Do you know your conversation-to-appointment ratio? Most sales managers don’t. Moreover, most sales managers probably couldn’t define the metric without some thought. Yet you can significantly impact your sales numbers by focusing on it, asserts Jeff Hardesty, president of JDH Group, a consulting organization that teaches outside sales reps how to communicate effectively with C-level executives.
“The conversation-to-appointment ratio, or the number of calls a sales rep must make to secure one appointment, is a key metric,” he says. “The national average is between 4 percent and 18 percent, which means sales reps are having up to 20 conversations to get just one or two appointments.”
The rate is so low because sales reps don’t know how to target and have
business conversations with top-level executives, says Hardesty. They
either talk to lower-level employees, who don’t have any
decision-making authority, or they ramble to a decision-maker about how
great their product or service is. Both approaches are bound to end in
a lot of “no, thank you.”Take the example of TDS Metrocom, an
Illinois-based local phone and Internet service provider. The company
came to Hardesty with a 9 percent conversation-to-appointment ratio.
Reps were spending 55 percent of their time each week to get just three
new appointments per week per rep. But to meet the company’s revenue
goals, reps needed six appointments per week. Realizing they couldn’t
ask reps to double the amount of time spent on the phone, sales leaders
opted to focus on the substance of the calls. In simple terms, they
began following Hardesty’s four-step calling method:
Step #1: Understand the prospect’s internal business challenges
parallel to your offering before you pick up the phone. Too often, says
Hardesty, sales reps get someone on the phone and start talking about
who they are, how long they’ve been in business, how great their
customer service is, and so on. To boost your appointment ratio, you
must first challenge yourself to understand the prospect’s internal
business challenges and model those themes around your communication.
“Scripts don’t work,” says Hardesty. “Conversations do.”
Step #2: Pick your playing field. A “top-down” approach – in
other words, aiming for a top C-level executive with your calls – will
improve all your numbers, including sales cycle, average deal size,
etc. “Ninety-five percent of business-to-business outside reps settle
for a subordinate level of contact that has no direct fiscal
authority,” says Hardesty. Don’t settle; aim high.
Step #3: Speak in terms of business.
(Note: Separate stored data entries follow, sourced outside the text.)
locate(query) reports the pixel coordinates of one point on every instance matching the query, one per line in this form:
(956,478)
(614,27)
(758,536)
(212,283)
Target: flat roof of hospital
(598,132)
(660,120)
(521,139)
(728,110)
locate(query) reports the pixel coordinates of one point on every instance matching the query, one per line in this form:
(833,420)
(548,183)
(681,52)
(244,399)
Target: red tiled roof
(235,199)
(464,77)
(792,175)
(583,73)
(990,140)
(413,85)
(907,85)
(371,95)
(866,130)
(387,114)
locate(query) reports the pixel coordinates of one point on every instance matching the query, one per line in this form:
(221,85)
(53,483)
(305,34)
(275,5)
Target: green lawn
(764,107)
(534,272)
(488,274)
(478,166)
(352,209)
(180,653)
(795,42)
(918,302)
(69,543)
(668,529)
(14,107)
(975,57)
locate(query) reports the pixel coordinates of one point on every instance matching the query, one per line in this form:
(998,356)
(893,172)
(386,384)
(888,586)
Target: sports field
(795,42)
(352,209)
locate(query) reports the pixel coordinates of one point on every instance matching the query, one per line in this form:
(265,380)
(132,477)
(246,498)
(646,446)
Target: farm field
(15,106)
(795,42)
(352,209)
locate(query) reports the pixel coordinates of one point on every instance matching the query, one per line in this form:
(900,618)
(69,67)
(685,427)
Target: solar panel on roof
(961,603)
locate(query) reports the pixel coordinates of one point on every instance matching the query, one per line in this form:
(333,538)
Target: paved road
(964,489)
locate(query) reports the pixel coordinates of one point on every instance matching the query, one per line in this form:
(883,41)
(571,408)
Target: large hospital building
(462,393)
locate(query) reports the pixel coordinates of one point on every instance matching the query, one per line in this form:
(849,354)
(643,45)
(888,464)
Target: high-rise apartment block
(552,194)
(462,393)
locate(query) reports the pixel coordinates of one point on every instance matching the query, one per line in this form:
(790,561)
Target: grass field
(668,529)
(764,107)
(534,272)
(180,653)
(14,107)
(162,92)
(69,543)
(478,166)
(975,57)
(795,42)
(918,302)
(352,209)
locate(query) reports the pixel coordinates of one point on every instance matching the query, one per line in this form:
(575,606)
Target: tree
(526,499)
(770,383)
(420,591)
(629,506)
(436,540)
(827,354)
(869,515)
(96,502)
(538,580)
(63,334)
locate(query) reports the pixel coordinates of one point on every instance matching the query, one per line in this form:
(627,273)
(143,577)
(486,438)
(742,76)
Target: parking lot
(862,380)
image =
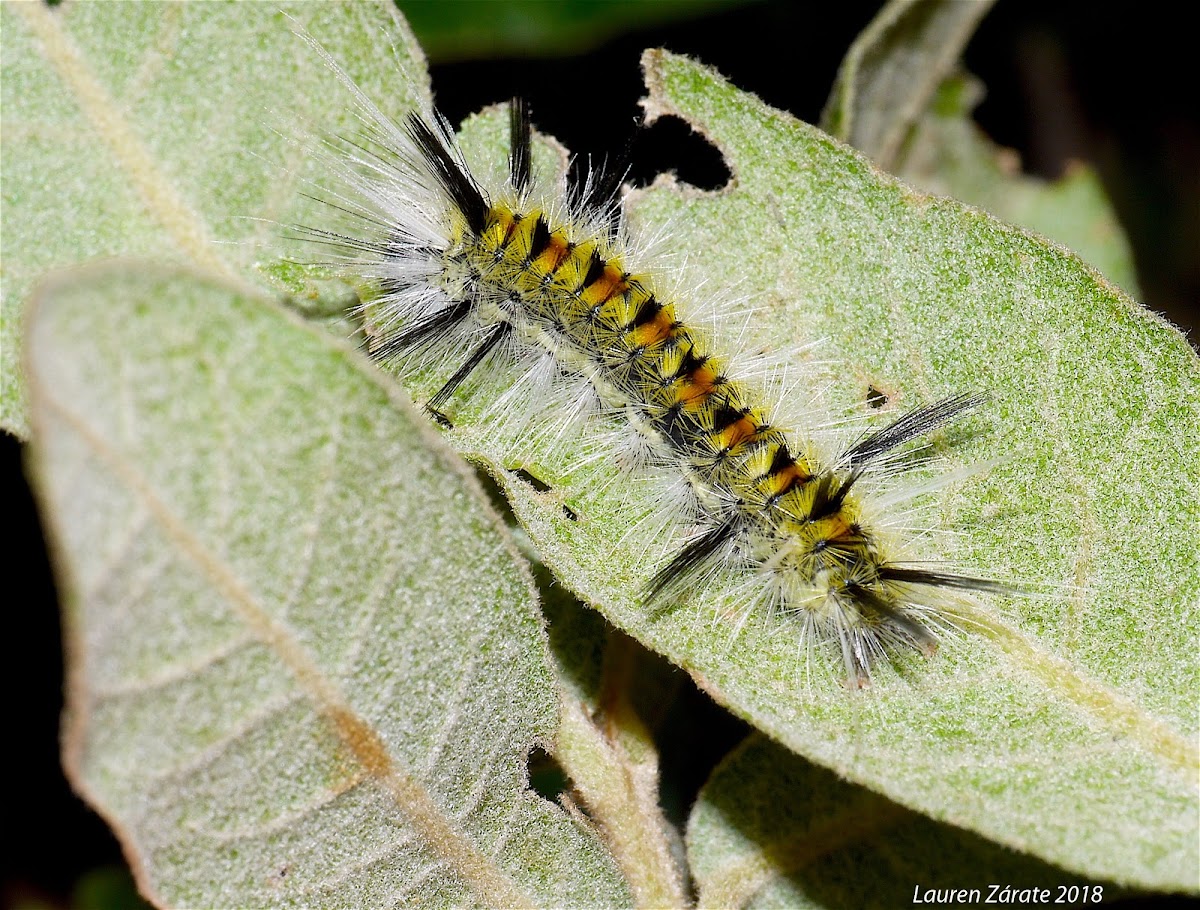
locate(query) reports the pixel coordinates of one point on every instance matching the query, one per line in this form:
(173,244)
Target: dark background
(1113,84)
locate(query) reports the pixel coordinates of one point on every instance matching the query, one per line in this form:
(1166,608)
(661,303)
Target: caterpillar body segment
(507,273)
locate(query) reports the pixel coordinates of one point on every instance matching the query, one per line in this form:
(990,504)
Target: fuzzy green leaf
(162,130)
(307,659)
(1065,725)
(900,100)
(772,830)
(893,70)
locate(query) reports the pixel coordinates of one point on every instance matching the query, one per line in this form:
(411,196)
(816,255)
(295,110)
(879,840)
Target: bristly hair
(473,280)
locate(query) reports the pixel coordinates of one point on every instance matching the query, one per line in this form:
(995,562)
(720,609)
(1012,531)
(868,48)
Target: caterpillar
(466,277)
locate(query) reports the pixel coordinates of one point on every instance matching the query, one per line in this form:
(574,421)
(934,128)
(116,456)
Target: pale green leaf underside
(163,130)
(900,100)
(774,831)
(892,71)
(1068,731)
(1068,728)
(309,664)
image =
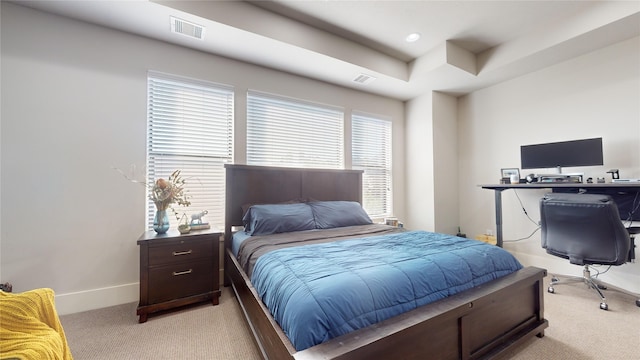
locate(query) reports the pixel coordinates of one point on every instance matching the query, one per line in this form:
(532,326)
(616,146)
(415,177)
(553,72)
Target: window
(190,128)
(293,133)
(371,152)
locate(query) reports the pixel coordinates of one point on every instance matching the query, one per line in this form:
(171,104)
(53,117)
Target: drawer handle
(176,273)
(176,253)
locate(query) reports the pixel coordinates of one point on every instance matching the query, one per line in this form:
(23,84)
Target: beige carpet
(578,330)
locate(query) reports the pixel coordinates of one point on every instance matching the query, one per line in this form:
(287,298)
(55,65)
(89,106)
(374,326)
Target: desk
(613,189)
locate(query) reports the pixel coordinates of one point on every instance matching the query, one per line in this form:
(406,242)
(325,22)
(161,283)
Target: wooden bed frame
(478,323)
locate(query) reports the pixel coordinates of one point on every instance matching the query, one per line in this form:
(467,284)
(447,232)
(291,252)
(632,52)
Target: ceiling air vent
(364,79)
(183,27)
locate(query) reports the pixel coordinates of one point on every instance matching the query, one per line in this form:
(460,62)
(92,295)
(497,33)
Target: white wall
(73,107)
(595,95)
(432,163)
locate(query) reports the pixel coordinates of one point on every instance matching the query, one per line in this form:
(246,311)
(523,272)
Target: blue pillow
(272,219)
(331,214)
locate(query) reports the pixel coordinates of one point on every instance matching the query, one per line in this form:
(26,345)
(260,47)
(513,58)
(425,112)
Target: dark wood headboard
(247,184)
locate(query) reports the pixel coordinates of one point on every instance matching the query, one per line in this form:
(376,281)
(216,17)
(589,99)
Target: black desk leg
(498,196)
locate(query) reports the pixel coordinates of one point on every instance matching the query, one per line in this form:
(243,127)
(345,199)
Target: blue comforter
(318,292)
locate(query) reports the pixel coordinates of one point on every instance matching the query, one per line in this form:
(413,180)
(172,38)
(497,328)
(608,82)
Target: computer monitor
(584,152)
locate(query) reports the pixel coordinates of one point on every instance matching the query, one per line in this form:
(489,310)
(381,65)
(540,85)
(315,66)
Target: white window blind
(293,133)
(371,152)
(190,128)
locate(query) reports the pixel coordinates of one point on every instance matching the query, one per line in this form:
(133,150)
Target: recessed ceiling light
(412,37)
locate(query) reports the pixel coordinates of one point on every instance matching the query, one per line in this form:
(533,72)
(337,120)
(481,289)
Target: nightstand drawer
(180,280)
(178,251)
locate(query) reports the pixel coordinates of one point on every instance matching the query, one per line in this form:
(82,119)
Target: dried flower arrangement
(164,193)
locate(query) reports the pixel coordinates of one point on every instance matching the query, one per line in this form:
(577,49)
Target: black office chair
(587,230)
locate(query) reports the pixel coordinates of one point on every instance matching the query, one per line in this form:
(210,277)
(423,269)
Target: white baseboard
(71,303)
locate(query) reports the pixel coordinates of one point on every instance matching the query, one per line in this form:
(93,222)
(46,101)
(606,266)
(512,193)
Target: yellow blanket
(30,327)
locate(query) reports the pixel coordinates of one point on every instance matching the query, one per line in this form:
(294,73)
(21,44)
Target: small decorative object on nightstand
(178,269)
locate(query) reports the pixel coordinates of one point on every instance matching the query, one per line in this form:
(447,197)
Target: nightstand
(178,269)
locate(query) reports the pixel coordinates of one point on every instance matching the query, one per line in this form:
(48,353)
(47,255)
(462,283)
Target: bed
(480,322)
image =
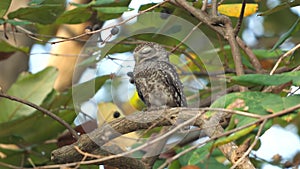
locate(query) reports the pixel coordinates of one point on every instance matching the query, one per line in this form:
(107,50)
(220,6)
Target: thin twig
(239,23)
(214,8)
(245,154)
(284,56)
(186,37)
(178,127)
(204,5)
(109,27)
(234,112)
(262,119)
(43,110)
(253,59)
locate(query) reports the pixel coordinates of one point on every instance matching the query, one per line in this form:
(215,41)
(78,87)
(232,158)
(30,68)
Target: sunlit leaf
(30,87)
(6,47)
(268,80)
(285,5)
(234,10)
(75,16)
(295,28)
(113,9)
(4,5)
(44,14)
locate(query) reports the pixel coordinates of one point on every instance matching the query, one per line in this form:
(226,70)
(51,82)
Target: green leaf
(7,48)
(20,131)
(295,28)
(30,87)
(36,2)
(4,5)
(287,4)
(256,103)
(203,159)
(43,14)
(38,153)
(17,23)
(112,10)
(84,91)
(267,80)
(267,54)
(75,16)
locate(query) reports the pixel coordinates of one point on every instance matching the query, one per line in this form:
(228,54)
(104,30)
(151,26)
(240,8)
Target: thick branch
(223,26)
(94,140)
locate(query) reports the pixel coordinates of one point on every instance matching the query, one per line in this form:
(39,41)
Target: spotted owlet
(156,80)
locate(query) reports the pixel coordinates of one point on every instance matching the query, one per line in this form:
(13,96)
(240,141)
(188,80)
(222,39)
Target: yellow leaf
(234,10)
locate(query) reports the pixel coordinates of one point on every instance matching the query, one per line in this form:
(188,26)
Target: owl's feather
(156,80)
When you’ve got a proven
ROI over a period of time and you can communicate that ROI as it
relates to the prospect’s specific business challenges, you’ll have the
ear of your target audience. For instance, when Hardesty makes calls to
VPs of sales, he tells them he has a proven system for lowering their
turnover or ramping up their new hires to quota in a certain amount of
time or whatever challenge he knows is faced by the industry on which
he is calling. “I’m not coming in saying, ‘I teach people to prospect
and I’ve been in business for 20 years.’ I address performance silos,”
he says.
Step #4: Sell the 15-minute appointment. Face it: You’re not
going to sell a 45-minute block of time to a C-level executive you’ve
never met. So sell a “mini” appointment. After you’ve stated your
business case and piqued their interest, ask for 15 minutes of their
time. “Explain to them, ‘Here’s what happens in the 15 minutes, and
when you go back to work here’s what I do, and here’s what I will bring
back for you to evaluate.’ You’re taking the risk out of it,” says
Hardesty.
It works. After TDS began taking this approach, its
conversation-to-appointment ratio jumped from 9 percent to a steady 56
percent, which means they’re getting better than one appointment for
every two calls. Furthermore, they’re spending 65 percent less time
each week achieving their appointment goals. After one year of using
Hardesty’s methods, sales revenue increased by 30 percent.
Keep in mind that each call should take no more than two to four
minutes. If you’re talking for longer than four minutes you’re getting
too detailed, which means you’re bogging down the executive with
minutiae he doesn’t need in order to grant you 15 minutes of his time.